With this query in mind, it was fun to read a recent article entitled, “The organization of the transcriptional network in specific neuronal classes” by Winden et al., [free access doi: 10.1038/msb.2009.46].  This article describes an amazing bioinformatic open-public use tool called, “Weighted Gene Co-Expression Network Analysis” which seems to have been developed in the lab of Steve Horvath at UCLA (one of the co-authors).  The authors examined the gene expression data from an array of 12 different adult neuronal cell types (this analysis was performed using mouse brain tissue) and used the WGCNA method to organize the patterns of gene expression and then asked how they relate to different cell morphologies and physiological attributes (such as firing patterns).  In this way, they are beginning to construct a genetic road map of mammalian brain development that is much like that for C. elegans.

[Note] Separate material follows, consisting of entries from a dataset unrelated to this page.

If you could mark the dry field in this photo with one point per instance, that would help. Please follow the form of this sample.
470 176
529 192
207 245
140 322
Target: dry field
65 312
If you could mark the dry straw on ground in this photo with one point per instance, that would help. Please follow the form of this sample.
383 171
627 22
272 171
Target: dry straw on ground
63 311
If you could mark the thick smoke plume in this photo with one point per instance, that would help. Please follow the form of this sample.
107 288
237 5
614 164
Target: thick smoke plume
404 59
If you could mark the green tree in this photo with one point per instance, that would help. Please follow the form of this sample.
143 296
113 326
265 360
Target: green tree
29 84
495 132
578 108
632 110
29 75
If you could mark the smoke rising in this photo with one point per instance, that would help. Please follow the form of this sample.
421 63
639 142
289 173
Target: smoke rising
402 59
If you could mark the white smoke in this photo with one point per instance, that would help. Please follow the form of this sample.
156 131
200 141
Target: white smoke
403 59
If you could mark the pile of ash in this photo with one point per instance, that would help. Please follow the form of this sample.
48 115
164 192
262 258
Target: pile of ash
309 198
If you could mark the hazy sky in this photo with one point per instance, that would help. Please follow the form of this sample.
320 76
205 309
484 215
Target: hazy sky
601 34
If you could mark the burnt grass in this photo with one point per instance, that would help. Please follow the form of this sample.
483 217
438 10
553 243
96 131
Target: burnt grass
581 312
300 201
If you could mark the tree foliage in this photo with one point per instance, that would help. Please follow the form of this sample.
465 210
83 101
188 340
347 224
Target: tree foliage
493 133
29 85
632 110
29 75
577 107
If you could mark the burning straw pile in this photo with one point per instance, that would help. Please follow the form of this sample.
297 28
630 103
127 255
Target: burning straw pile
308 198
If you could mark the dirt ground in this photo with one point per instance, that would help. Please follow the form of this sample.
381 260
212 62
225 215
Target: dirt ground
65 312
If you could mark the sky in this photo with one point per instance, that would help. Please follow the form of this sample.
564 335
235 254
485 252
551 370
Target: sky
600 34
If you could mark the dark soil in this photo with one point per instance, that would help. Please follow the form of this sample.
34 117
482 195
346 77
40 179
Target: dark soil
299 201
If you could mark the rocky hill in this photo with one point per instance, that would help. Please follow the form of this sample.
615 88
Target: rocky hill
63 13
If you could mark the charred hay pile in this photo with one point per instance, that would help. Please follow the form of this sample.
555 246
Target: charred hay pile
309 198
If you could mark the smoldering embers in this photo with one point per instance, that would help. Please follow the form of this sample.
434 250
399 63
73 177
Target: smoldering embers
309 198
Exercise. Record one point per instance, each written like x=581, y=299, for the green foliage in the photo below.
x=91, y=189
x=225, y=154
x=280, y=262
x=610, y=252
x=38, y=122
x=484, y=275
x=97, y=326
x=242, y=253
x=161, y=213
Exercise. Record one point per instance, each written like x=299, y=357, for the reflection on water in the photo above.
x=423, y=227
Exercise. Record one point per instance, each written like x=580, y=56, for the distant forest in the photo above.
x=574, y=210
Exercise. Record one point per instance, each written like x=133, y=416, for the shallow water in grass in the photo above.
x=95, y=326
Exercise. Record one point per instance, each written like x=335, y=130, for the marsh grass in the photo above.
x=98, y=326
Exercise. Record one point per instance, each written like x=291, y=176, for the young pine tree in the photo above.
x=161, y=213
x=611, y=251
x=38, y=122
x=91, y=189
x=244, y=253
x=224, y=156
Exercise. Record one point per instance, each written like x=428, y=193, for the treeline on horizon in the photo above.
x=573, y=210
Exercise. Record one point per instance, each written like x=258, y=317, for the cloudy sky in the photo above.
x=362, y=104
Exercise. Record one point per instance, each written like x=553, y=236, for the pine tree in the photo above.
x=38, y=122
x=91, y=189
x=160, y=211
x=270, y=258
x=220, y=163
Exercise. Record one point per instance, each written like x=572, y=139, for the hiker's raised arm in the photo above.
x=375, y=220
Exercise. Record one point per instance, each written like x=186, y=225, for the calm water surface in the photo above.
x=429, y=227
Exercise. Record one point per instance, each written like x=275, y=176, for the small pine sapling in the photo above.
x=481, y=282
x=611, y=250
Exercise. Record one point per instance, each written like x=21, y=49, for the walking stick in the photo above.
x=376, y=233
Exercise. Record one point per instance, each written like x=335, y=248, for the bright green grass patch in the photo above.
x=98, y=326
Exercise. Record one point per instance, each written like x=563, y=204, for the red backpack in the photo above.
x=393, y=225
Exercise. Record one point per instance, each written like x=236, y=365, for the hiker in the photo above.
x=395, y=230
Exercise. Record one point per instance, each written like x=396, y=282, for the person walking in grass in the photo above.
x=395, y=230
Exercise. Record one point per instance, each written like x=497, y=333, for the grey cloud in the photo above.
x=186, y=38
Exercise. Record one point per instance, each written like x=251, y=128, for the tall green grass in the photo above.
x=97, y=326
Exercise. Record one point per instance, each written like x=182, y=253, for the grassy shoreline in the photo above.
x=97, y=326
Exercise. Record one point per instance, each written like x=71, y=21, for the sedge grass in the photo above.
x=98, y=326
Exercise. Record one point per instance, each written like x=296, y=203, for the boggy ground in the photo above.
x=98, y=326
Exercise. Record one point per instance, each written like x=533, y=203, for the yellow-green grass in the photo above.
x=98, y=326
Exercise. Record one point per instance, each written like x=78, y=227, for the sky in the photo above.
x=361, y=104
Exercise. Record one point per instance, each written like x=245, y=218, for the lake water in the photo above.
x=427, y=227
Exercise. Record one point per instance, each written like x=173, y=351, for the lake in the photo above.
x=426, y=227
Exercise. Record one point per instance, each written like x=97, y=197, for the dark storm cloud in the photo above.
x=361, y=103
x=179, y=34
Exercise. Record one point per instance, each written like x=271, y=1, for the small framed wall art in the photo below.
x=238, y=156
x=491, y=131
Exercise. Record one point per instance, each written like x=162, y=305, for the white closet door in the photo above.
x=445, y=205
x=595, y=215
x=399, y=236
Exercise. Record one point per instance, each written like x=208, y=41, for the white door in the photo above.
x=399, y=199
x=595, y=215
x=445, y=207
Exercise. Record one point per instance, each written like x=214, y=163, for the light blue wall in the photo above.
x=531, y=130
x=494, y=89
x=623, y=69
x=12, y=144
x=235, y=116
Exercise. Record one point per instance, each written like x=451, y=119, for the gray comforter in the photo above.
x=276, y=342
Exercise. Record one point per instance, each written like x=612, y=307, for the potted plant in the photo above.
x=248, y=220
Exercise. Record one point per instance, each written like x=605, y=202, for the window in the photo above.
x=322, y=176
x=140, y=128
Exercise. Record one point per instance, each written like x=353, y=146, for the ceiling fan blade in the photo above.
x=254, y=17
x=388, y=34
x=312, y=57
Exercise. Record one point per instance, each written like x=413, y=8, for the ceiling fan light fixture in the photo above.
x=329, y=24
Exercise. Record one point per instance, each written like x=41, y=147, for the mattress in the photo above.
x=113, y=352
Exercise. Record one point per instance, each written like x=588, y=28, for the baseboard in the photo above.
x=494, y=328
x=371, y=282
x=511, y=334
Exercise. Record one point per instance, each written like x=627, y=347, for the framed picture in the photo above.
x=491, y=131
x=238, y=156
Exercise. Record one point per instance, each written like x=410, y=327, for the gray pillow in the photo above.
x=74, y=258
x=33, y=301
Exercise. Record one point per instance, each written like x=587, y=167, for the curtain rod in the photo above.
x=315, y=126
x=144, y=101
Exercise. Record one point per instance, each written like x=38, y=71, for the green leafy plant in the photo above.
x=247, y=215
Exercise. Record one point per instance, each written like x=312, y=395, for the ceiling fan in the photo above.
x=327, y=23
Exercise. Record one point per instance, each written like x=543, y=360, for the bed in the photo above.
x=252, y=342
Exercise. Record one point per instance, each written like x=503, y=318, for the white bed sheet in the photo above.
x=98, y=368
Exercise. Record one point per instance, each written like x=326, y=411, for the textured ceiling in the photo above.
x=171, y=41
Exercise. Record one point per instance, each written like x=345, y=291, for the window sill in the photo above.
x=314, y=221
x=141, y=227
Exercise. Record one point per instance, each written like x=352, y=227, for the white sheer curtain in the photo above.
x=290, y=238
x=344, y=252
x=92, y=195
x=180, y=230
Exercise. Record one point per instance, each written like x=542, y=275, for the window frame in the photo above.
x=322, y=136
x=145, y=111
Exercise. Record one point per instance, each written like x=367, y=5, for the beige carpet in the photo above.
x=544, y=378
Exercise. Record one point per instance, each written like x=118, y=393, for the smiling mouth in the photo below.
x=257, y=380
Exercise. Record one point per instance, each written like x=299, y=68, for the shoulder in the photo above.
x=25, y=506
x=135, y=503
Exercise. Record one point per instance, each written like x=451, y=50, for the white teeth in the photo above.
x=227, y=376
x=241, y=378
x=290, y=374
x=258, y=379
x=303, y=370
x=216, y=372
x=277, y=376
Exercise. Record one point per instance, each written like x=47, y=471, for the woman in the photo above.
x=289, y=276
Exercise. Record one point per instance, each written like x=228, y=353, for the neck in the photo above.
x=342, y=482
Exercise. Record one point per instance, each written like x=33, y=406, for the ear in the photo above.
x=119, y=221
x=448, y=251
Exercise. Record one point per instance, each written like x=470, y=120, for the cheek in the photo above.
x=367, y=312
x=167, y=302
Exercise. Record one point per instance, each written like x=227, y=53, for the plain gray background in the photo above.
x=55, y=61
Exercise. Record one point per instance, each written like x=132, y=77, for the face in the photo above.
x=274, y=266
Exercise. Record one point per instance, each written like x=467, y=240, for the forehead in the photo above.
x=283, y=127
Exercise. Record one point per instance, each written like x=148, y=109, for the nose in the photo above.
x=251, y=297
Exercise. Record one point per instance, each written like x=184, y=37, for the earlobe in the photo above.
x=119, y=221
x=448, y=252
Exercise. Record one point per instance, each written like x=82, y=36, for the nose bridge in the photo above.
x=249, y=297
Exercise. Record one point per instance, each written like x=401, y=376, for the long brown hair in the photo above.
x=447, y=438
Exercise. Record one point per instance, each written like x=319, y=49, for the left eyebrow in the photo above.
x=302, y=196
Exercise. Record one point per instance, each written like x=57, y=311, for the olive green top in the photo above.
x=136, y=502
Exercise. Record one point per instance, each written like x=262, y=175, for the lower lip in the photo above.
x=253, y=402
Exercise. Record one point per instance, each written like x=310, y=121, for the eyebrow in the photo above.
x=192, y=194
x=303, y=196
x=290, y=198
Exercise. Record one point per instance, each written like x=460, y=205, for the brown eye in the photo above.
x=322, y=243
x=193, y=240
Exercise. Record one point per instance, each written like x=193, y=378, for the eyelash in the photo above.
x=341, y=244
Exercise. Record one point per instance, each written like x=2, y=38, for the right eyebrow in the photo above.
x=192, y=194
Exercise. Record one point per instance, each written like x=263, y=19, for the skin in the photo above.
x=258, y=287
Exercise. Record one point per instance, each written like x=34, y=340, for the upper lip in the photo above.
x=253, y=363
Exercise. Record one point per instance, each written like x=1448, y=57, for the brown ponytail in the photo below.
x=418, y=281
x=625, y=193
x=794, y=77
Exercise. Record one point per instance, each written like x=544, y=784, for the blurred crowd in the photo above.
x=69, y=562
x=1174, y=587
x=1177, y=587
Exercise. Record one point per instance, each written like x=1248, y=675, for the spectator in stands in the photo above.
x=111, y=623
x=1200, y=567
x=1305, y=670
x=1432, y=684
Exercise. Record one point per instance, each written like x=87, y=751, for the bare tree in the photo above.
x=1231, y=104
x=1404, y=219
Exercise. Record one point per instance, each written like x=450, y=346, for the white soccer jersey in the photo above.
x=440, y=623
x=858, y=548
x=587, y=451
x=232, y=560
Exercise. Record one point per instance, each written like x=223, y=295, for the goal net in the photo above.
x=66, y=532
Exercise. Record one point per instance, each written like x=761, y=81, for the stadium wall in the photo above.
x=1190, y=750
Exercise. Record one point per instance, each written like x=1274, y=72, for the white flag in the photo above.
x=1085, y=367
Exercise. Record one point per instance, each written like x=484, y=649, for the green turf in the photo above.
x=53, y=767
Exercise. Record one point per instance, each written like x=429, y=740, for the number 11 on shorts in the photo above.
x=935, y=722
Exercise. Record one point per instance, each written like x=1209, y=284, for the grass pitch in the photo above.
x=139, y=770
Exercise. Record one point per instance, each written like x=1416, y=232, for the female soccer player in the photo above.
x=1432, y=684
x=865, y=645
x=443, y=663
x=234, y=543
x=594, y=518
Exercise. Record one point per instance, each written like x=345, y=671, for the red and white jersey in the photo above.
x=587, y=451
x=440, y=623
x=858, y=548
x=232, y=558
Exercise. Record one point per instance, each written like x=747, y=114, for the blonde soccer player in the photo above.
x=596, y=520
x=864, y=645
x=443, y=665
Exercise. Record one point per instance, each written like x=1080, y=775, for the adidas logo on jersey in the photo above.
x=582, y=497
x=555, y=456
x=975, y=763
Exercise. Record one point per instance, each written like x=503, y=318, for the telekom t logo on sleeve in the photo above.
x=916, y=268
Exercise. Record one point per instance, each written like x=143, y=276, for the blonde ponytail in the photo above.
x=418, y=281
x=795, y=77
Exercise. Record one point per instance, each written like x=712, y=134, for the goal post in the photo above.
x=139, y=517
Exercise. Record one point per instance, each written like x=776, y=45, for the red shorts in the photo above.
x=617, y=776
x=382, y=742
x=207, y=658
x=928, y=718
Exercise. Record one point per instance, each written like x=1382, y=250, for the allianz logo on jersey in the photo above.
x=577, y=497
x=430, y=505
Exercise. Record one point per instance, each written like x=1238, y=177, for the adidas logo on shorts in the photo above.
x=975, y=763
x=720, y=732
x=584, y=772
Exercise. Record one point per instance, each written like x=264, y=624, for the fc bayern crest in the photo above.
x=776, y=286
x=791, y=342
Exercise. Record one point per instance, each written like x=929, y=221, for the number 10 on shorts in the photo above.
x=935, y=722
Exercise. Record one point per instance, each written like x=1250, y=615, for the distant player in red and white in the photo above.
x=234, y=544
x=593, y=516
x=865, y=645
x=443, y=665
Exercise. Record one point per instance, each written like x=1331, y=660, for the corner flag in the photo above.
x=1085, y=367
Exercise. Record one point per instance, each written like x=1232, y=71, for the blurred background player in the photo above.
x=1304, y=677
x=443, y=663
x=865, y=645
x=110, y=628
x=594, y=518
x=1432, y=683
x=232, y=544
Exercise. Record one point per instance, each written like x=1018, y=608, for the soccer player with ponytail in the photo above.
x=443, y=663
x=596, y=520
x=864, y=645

To me, the really exciting thing about this particular analysis (they also have used this method to compare gene expression in a brain-region-specific way in humans vs. chimpanzees) is that the different cell types in the brain perform different – here comes the punchline computations! Thus, if there be a genetic code for neuron structure/function (and from the work of Horvath and colleagues, it looks like there be), then it should be possible to begin to assign these module-specific genetic factors to computations or computational properties of the brain – and have a more mechanistic synthesis of genetic influences on cognition.

A few examples from the paper include different transcriptional co-expression networks (modules) for glutamateric and GABAergic cell types, which have distinct functions in the regulation of neural dynamics (ie. computation).  Further analysis yielded different co-expression modules for the development of different types of interneurons.  The team also finds different co-expression modules for aspects of cell-firing and synaptic structure which would very likely have effects on neural-network dynamics.  Also, there is an analysis of the RGS4 knockout mouse and a query into the specificity of the co-expression module that contains RGS4 (very few abberant gene expression changes outside the RGS4 module) which – since RGS4 has been associated with schizophrenia – reveals clues on the expected consequences of RGS4 mutations in humans.

There is really too much to cover in a single blog post, so am going to dig in to the data in more detail and report back later.  An amazing tool graciously shared with the community!